The wound was on her dominant arm. Even forgetting that, one-handed treatment was tricky. She fumbled the tape and it got stuck on itself.
“Let me help,” Colby said rushing in impatiently and closing the door behind them. “We need to get out of here fast.”
“Not without Glenn.”
“If he’s still--him even.”
“He’s on his way,” she said.
Colby took the bandage from her. It was soaked with the disinfectant. So were her jeans. Her shirt, half-off, was soaked, too, but with blood. The wound was bad but the cold did a lot to slow the bleeding. He eased the gauze onto it but no matter how careful he was, the disinfectant had a lot to sting. There was no escaping it: his help hurt.
Her arm tensed up. Her jaw had been tense since she arrived. However, she made no noise.
And so, whoever had stepped beyond the threshold this time, their foot dragging along, didn’t know to come for their closed door.
Colby reached for the doorknob. What if it was Glenn, really him? Then the scars of the night had hit him and he caught her eyes.
They said nothing.
He motioned his head toward the window, then mouthed it to be sure she understood. She stayed on the bed, holding her arm, until Colby urged her to go first. “It’s not your brother anymore.”

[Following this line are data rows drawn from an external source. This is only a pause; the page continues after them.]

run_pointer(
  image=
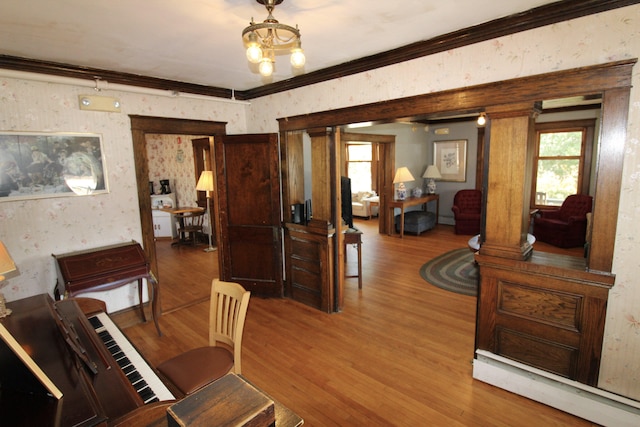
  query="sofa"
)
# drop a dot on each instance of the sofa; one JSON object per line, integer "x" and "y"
{"x": 361, "y": 204}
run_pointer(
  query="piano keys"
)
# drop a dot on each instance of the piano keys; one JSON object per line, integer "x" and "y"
{"x": 88, "y": 399}
{"x": 105, "y": 268}
{"x": 138, "y": 372}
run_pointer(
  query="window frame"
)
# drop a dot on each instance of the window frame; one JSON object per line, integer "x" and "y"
{"x": 587, "y": 127}
{"x": 371, "y": 162}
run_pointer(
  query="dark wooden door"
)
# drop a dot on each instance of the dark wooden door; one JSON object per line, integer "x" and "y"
{"x": 249, "y": 218}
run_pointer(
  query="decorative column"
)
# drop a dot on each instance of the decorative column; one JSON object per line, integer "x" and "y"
{"x": 511, "y": 144}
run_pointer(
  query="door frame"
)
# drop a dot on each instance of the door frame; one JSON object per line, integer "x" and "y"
{"x": 140, "y": 126}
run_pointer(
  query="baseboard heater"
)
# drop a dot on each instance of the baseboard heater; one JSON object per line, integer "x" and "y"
{"x": 586, "y": 402}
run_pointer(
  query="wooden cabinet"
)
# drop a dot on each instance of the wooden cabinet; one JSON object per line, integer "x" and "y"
{"x": 546, "y": 312}
{"x": 309, "y": 264}
{"x": 312, "y": 276}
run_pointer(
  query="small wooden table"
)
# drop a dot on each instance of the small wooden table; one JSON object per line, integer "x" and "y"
{"x": 410, "y": 201}
{"x": 180, "y": 213}
{"x": 354, "y": 238}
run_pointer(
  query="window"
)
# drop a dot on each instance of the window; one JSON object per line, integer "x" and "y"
{"x": 562, "y": 161}
{"x": 359, "y": 163}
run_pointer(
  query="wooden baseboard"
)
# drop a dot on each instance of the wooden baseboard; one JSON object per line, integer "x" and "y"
{"x": 586, "y": 402}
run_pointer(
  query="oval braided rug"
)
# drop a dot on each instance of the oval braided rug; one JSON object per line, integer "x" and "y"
{"x": 453, "y": 271}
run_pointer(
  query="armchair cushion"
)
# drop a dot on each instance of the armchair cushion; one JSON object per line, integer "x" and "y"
{"x": 360, "y": 205}
{"x": 565, "y": 227}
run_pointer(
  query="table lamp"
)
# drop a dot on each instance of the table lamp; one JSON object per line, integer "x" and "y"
{"x": 205, "y": 183}
{"x": 6, "y": 266}
{"x": 402, "y": 175}
{"x": 432, "y": 173}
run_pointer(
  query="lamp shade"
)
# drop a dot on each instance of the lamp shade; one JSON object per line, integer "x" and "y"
{"x": 432, "y": 172}
{"x": 6, "y": 262}
{"x": 205, "y": 183}
{"x": 403, "y": 175}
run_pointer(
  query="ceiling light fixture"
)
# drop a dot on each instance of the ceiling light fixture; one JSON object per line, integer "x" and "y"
{"x": 267, "y": 39}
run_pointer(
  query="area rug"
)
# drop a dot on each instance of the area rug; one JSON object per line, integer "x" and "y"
{"x": 454, "y": 271}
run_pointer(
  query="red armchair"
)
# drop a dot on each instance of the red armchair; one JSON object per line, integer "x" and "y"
{"x": 467, "y": 209}
{"x": 565, "y": 227}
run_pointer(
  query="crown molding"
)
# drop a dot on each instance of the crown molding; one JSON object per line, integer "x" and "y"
{"x": 533, "y": 18}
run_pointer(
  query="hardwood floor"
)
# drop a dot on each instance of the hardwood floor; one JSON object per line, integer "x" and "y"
{"x": 399, "y": 354}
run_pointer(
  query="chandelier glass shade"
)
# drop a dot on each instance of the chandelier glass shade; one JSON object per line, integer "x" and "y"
{"x": 267, "y": 39}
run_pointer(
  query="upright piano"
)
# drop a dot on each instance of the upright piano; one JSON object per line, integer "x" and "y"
{"x": 100, "y": 374}
{"x": 105, "y": 268}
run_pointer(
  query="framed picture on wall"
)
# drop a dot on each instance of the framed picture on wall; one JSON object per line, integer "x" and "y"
{"x": 38, "y": 165}
{"x": 451, "y": 159}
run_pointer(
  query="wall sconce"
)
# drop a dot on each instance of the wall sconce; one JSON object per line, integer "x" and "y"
{"x": 99, "y": 103}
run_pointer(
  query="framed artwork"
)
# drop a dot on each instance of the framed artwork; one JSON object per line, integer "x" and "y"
{"x": 39, "y": 165}
{"x": 451, "y": 159}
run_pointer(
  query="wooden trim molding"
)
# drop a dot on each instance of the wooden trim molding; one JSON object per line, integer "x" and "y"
{"x": 534, "y": 18}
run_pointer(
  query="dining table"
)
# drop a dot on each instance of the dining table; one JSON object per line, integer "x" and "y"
{"x": 180, "y": 213}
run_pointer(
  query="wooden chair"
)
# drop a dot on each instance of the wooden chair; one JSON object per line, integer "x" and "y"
{"x": 191, "y": 225}
{"x": 194, "y": 369}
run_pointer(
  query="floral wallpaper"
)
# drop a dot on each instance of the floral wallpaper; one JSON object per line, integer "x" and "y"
{"x": 34, "y": 229}
{"x": 171, "y": 157}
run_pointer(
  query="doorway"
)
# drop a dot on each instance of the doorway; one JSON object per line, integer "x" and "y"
{"x": 140, "y": 127}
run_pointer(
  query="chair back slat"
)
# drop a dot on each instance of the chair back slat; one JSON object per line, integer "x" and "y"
{"x": 228, "y": 310}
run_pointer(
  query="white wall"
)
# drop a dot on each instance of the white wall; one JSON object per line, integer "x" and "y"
{"x": 32, "y": 230}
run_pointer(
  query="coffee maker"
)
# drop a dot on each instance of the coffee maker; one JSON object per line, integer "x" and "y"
{"x": 164, "y": 186}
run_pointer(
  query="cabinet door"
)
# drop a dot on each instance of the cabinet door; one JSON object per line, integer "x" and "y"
{"x": 162, "y": 226}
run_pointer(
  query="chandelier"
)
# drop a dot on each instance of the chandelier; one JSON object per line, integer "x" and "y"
{"x": 265, "y": 40}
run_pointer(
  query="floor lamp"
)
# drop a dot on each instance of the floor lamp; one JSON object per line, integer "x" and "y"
{"x": 205, "y": 183}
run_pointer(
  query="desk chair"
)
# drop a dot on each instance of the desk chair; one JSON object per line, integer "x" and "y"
{"x": 194, "y": 369}
{"x": 191, "y": 224}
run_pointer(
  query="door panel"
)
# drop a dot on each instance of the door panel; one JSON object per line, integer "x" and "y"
{"x": 249, "y": 212}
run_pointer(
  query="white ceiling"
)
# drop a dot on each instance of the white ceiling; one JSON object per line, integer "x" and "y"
{"x": 199, "y": 41}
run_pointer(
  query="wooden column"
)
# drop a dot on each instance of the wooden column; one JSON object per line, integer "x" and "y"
{"x": 511, "y": 131}
{"x": 321, "y": 191}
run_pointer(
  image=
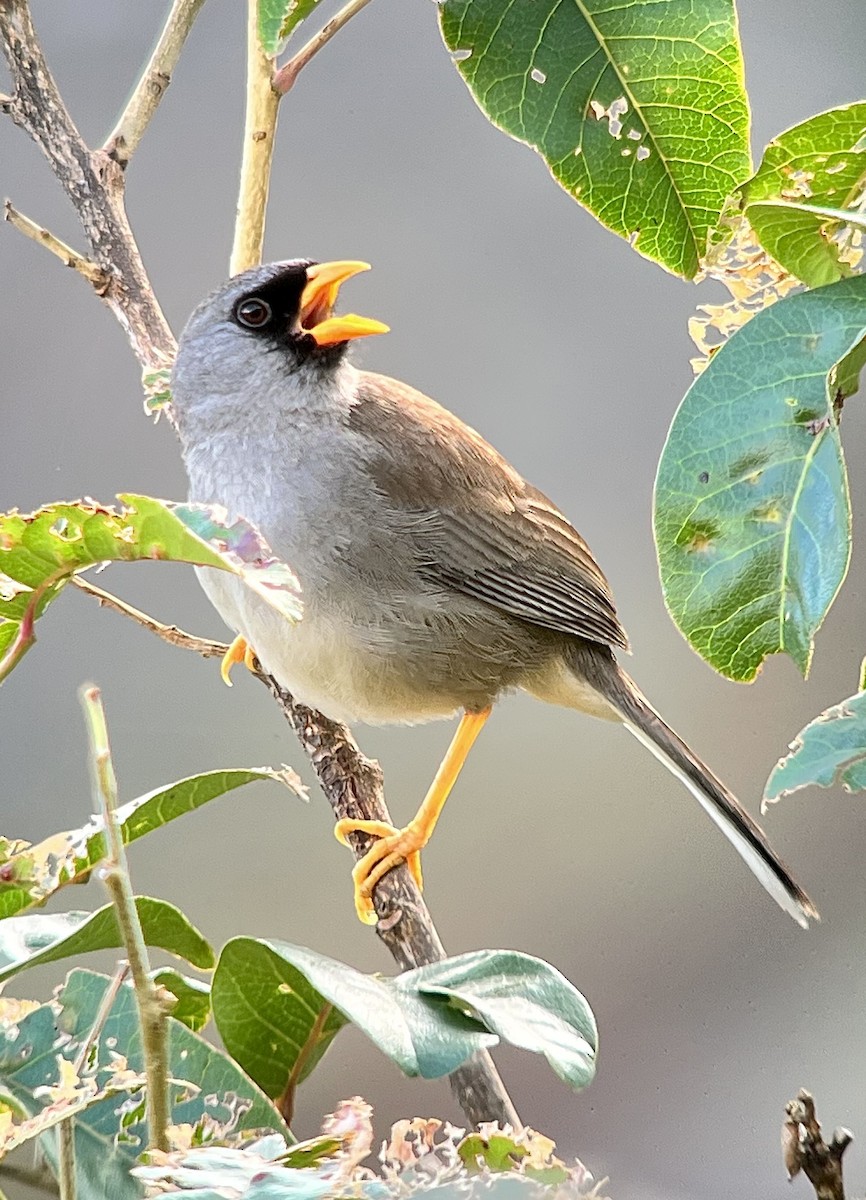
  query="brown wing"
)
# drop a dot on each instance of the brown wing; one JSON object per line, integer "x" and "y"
{"x": 488, "y": 533}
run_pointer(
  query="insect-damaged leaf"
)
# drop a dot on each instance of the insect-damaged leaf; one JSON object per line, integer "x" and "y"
{"x": 42, "y": 937}
{"x": 795, "y": 201}
{"x": 30, "y": 874}
{"x": 831, "y": 749}
{"x": 208, "y": 1091}
{"x": 751, "y": 505}
{"x": 41, "y": 551}
{"x": 277, "y": 1007}
{"x": 638, "y": 109}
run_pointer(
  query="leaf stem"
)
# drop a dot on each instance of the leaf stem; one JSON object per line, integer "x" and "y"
{"x": 115, "y": 874}
{"x": 259, "y": 131}
{"x": 286, "y": 77}
{"x": 152, "y": 84}
{"x": 66, "y": 1159}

She grabbed her ax and crawled out the window.
Glenn knocked at the door.
There was no stealth on the snow and so they dashed down the hill, the sprayer in its holster banging against the backpack. As they hurried down the switchbacks, Colby looked up the hill they’d just come and down the next hill and he never seemed to focus on what was ahead. Sunny only watched him.
Sunny was faster, even wounded, but she lagged behind Colby. Whenever he slowed down, she did, too. When he slowed down to a full walk, she did, too. A shadow trailing him as they ran for the last shred of hope. He had slowed down, not to rest, but to get a better look over the edge and when he stopped completely, she did, too.
They hadn’t gotten away.
“We can’t be taking these switchbacks anymore,” Colby said. The trail was a direct path to them and what did this thing care about properly marked trails? It’d cut through the trees and down the hills and even if it tumbled to get there, it’d catch them soon. “We have to go down.”

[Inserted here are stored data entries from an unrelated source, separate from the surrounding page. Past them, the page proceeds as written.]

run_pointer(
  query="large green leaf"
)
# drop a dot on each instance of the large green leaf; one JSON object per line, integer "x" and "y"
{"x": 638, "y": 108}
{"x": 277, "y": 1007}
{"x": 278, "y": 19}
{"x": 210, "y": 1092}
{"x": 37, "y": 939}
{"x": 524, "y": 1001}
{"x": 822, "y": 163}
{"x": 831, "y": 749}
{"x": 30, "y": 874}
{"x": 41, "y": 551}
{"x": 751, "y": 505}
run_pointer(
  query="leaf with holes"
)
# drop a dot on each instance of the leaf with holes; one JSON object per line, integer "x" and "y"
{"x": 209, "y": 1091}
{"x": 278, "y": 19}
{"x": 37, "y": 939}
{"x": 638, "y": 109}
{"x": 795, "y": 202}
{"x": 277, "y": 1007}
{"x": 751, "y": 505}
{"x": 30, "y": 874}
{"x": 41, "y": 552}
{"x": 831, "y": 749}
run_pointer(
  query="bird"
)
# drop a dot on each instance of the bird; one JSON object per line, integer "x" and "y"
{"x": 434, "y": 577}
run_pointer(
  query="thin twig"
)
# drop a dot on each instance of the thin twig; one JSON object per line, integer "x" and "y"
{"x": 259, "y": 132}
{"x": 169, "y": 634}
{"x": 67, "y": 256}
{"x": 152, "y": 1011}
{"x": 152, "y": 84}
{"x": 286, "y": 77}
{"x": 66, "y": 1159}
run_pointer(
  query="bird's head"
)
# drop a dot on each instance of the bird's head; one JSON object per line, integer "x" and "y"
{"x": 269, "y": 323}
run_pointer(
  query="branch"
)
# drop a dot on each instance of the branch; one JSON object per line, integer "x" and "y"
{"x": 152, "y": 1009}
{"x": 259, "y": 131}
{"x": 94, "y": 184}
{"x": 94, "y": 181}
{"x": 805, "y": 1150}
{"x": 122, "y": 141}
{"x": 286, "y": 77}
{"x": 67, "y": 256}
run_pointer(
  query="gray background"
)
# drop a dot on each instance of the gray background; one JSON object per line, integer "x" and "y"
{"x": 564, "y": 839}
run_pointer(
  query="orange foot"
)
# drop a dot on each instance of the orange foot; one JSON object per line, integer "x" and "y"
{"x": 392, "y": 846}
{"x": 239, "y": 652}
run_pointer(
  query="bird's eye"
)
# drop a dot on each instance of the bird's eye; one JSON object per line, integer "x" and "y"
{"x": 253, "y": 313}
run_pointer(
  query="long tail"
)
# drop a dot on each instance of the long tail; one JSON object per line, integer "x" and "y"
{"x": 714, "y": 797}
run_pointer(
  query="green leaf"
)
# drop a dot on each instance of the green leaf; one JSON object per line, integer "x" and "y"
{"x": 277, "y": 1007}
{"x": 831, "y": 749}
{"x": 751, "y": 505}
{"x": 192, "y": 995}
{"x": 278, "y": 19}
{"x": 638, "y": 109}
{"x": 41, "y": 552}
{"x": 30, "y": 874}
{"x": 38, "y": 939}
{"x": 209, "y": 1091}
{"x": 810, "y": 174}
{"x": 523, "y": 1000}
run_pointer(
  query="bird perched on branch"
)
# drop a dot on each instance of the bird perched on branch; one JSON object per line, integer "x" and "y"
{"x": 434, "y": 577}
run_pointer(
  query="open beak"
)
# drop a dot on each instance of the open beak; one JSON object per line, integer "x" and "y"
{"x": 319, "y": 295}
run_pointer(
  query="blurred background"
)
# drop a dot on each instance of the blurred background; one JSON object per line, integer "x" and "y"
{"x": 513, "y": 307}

Sunny peered down the steep slope peppered by trees. The end blended in with the white of the rest of the hill. “We’ll die just getting down.”
“Think of it like sledding.”
Even Sunny had started to balk at this idea. The night had drilled common sense into her, not out of, but holding the ax, she thought through the plan.
“I’ve done it a hundred times. This is the best spot for it that I can find.”
She didn’t like how he smiled as he tried to convince her. He was not someone to be trusted anymore, but neither was she. “Okay.”
She sat on the edge. “Don’t push,” she said. A root beside her was like a handle at a waterslide and as gravitated tempted her toes to tip over and go, she clutched that root tight. With one hand.
“You have to put the ax down. Axes aren’t good for hugging at high speeds.”
Her grip on it didn’t waver.
“I’ll throw it right after you, okay?”
Hesitantly, she released her hold on it and when she did, he shoved her down the slide so violently that her grip on the root almost went, too, but she stared up at him in wild confusion before it all clicked.
“You knew,” he said.
On the hills above them, the snow crunched as Glenn slithered down on his belly. Branches tearing off the shell of his face.
“Get back here,” Sunny screamed.
Colby looked once more at Glenn and once more at his sister. “You knew.”
The cars were in sight. Every window frosted and a snow drift closing the driver-side door of Hunter’s 20-year-old “classic” junk Jeep that didn’t even have passenger airbags. With three vehicles, Sunny’s CR-V sandwiched in someone’s minivan, but he couldn’t quite remember who and he wondered if it was someone dead or someone that’d soon be. At a distance, he hit the car-start button to get the windshield defrosted ASAP, but as it roared to life, he flinched.
No one was around.
It was an open lot. A truck with more snow under than on. Neighboring sedans buried. But if that thing were coming, either of it, or really any of it, he’d see.
Till he got between the cars.
Always a tad short, a bit hobbit-ish he'd say on dating profiles, between the cars that came in at five-five and five-six, his hair poked over but not his eyes. He was visible but he could not see. He tried to hurry.
A hard covering of snow froze the door and even after scraping the handle clear with his gloves, he pulled until it felt the plastic might rip off.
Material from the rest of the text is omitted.